Changes made on Jan 26, 2021

1. Changed "TLS 1.3 KDF" ACVTS Prod Date from "Still on Demo" to "January 22, 2021.
2. Changed "TLS 1.3 KDF" Submission Date from "TBD" to "June 30, 2021.

Changes made on Jan 6, 2021

1. "TLS 1.3 KDF" entry, changed "December 31, 2020" to "TBD" since it is still on the DEMO server.
2. Updated footnote 6: "SP 800-90B compliance is required after November 7, 2020 for FIPS 140-2. This entry will be updated once ENT certification becomes available. In addition, this date is applicable to the vetted conditioning components specified in SP 800-90B section 3.1.5.1.1 which must be CAVP tested if implemented as part of an approved SP 800-90B compliant ENT."
3. Added a footnote to "December 31, 2020" for the "KAS or KAS-SSC DLC (FFC or ECC)" entry: "This date is applicable to the Safe Primes Groups as specified in SP 800-56Arev3 Appendix D which must be CAVP tested if implemented as part of an approved SP 800-56Arev3 compliant KAS."
4. Updated footnote 5: "Not all higher-level algorithms support CAVP testing using FIPS 202 functions (e.g. DRBG, DSA, all CVL KDFs besides ANS x9.42, RSA). This date applies to the following higher-level algorithms (unless the algorithm itself has a later transition date) which do support FIPS 202 functions: ECDSA, HKDF, HMAC, KAS/KAS-RSA/SSC (SP 800-56Arev3 and SP 800-56Brev2), KBKDF, ANS x9.42 CVL, PBKDF. This table may need to be updated in the future."
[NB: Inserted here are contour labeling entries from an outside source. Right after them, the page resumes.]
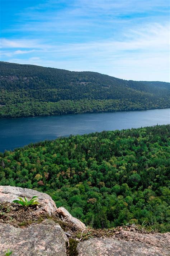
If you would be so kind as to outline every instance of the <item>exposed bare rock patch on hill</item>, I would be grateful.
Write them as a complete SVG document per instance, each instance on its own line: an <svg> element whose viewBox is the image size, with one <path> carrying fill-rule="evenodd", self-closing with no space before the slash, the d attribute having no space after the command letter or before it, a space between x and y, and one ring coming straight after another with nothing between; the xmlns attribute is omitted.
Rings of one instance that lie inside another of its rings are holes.
<svg viewBox="0 0 170 256"><path fill-rule="evenodd" d="M37 196L39 208L11 202ZM170 255L170 233L149 233L133 226L87 228L51 197L32 189L0 186L0 256L103 256Z"/></svg>
<svg viewBox="0 0 170 256"><path fill-rule="evenodd" d="M8 224L1 224L0 255L4 256L8 249L12 255L66 255L67 236L60 225L46 220L37 225L17 228Z"/></svg>
<svg viewBox="0 0 170 256"><path fill-rule="evenodd" d="M64 218L66 221L69 220L74 223L77 228L82 230L86 228L85 225L79 220L73 217L65 208L63 207L60 207L58 208L57 212L60 217Z"/></svg>
<svg viewBox="0 0 170 256"><path fill-rule="evenodd" d="M36 191L33 189L22 188L11 186L0 186L0 202L11 202L17 199L18 197L30 199L34 196L38 198L40 207L34 213L39 214L43 213L51 214L57 210L56 204L49 196L45 193Z"/></svg>
<svg viewBox="0 0 170 256"><path fill-rule="evenodd" d="M169 255L170 234L146 234L122 230L112 238L93 238L79 243L80 256Z"/></svg>

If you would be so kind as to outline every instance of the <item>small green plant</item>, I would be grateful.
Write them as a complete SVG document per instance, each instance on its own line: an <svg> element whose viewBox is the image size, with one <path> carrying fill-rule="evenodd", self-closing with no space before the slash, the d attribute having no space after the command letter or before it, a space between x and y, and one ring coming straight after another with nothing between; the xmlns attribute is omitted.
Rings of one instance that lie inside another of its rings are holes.
<svg viewBox="0 0 170 256"><path fill-rule="evenodd" d="M6 252L5 252L5 256L9 256L9 255L10 255L11 254L12 254L12 253L13 251L10 251L9 249L8 249L8 251Z"/></svg>
<svg viewBox="0 0 170 256"><path fill-rule="evenodd" d="M29 201L28 201L26 197L24 197L24 199L23 199L21 197L18 197L19 200L14 200L13 202L13 203L19 203L21 205L22 205L23 206L28 207L34 205L39 205L39 203L36 201L37 197L38 197L36 196L34 196L32 197Z"/></svg>

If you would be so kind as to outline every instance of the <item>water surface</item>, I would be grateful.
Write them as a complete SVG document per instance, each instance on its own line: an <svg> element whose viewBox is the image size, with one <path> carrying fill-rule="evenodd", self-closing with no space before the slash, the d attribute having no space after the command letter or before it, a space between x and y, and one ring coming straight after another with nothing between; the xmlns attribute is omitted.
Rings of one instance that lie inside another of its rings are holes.
<svg viewBox="0 0 170 256"><path fill-rule="evenodd" d="M70 134L170 123L170 109L0 120L0 152Z"/></svg>

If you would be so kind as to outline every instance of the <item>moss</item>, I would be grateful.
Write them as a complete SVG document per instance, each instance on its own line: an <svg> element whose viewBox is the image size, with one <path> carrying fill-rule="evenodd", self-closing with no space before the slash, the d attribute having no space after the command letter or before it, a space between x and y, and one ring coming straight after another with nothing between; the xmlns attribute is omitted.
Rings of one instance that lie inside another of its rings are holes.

Changes made November 6, 2024

1. Added ENT entry.

Changes made August 8, 2023

1. Updated the non-56Br2 compliant rows per the latest CMVP transition guidance.
2. Added RSA X9.31 within the DSA row as they both have the same scheduled transition. Added IG C.K reference.

Changes made February 10, 2023

1. Added row for AES-CBC-MAC within OTAR.

Changes made January 3, 2023

1. Added footnote [8] for FIPS 186-4 DSA transition.
2. Modified Historical Dates for Triple-DES entry.

Changes made October 21, 2022

1. Added row for FIPS 186-4 DSA transition.
2. Added sentence to footnote [2] on N/A entry.